He says it again

Bill Morneau is Canada’s finance minister. He was in St. John’s this past week and spoke to the Board of Trade,  the capital city’s business group.

And  true to form that wonderful word ‘infrastructure ‘was thrown around with reckless abandon. Although the Minister was quick to point out this was no silver bullet , it was all he had on offer and thought it could really help. And short term  in some specific places , perhaps . But it is money the Feds don’t have in fact. It is really all borrowed money. He goes around talking of spending , spending his grandchildrens’ money. How easy! And wrong.

Of course, the Minister , if he was being really truthful given that the Feds  have a loan guarantee, he would be referencing the billions of dollars Muskrat Falls project and expressing his dismay over the cost overruns and mismanagement now evident. He would be chastising the provincial  government for its unwise budget , cutting public libraries while all sorts of other  unnecessary spending should be eliminated first. And a host of other imprudent spending decisions. Oh, no, as we all  know this is politics not finance and economics notwithstanding the precarious predicament of the Province’s finances and economy.  So , like too many finance minister before him he discards his solomn responsibilities ,even with an election years away , and talks more public spending rather than sensible  finance decision making , and encouraging the Province to provide better governance and over sight on its disastrous hydro project.
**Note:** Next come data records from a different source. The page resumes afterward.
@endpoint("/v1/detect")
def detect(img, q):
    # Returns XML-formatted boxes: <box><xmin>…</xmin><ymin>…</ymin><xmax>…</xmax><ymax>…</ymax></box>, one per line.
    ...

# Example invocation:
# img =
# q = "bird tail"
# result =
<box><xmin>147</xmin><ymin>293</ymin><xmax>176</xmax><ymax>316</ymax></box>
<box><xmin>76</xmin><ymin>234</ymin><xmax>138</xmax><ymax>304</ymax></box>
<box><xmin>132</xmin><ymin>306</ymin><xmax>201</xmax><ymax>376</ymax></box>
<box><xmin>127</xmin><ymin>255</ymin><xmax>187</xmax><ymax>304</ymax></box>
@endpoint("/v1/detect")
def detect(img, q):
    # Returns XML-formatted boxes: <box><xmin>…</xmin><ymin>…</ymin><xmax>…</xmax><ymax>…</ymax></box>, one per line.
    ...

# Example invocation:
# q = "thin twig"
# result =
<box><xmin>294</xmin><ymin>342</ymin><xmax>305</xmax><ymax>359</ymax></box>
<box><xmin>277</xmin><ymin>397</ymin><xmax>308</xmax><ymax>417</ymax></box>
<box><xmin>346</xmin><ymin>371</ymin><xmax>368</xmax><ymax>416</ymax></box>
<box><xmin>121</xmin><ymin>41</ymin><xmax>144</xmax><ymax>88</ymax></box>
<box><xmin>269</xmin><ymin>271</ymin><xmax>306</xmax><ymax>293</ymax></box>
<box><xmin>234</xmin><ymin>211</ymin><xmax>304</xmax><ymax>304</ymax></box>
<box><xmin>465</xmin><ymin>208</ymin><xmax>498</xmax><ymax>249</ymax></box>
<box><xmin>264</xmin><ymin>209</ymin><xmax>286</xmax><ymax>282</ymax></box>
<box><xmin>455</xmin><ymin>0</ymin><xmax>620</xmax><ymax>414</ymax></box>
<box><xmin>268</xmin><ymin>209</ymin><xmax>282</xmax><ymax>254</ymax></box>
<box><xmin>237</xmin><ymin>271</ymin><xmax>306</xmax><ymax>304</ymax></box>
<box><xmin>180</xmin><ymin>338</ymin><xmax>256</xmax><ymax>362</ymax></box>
No Mr. Minister, Infrasructure won’t cut it . Everywhere  it has been tried it is not been successful in and of itself  in lifting a jurisdiction to success. Few remember the late fifties and the Diefenbaker winter works program ; lots of post offices, few long term jobs. Look at Japan. It has been trying to spend its way without success, just more debt. Uncle Sam had its $800 billion stimulus and still can’t get over 2% growth . If spending was the answer France would be a powerhouse rather than an anemic partner of the EU . And on it goes .

Mr. Minister , nothing beats living within your means; obviously an alien concept to you. Keynes is very much alive in your world, sadly.

Productivity , innovation , a fair tax system for investment and business growth , and rigorous education standards are what matters in the long run . With such emphasis firmly in place limited targeted ‘infrastructure ‘  has a place , not the priority core element but a complimentary  part.

Canada has no chance of breaking out of its perpetual mediocrity without such an approach.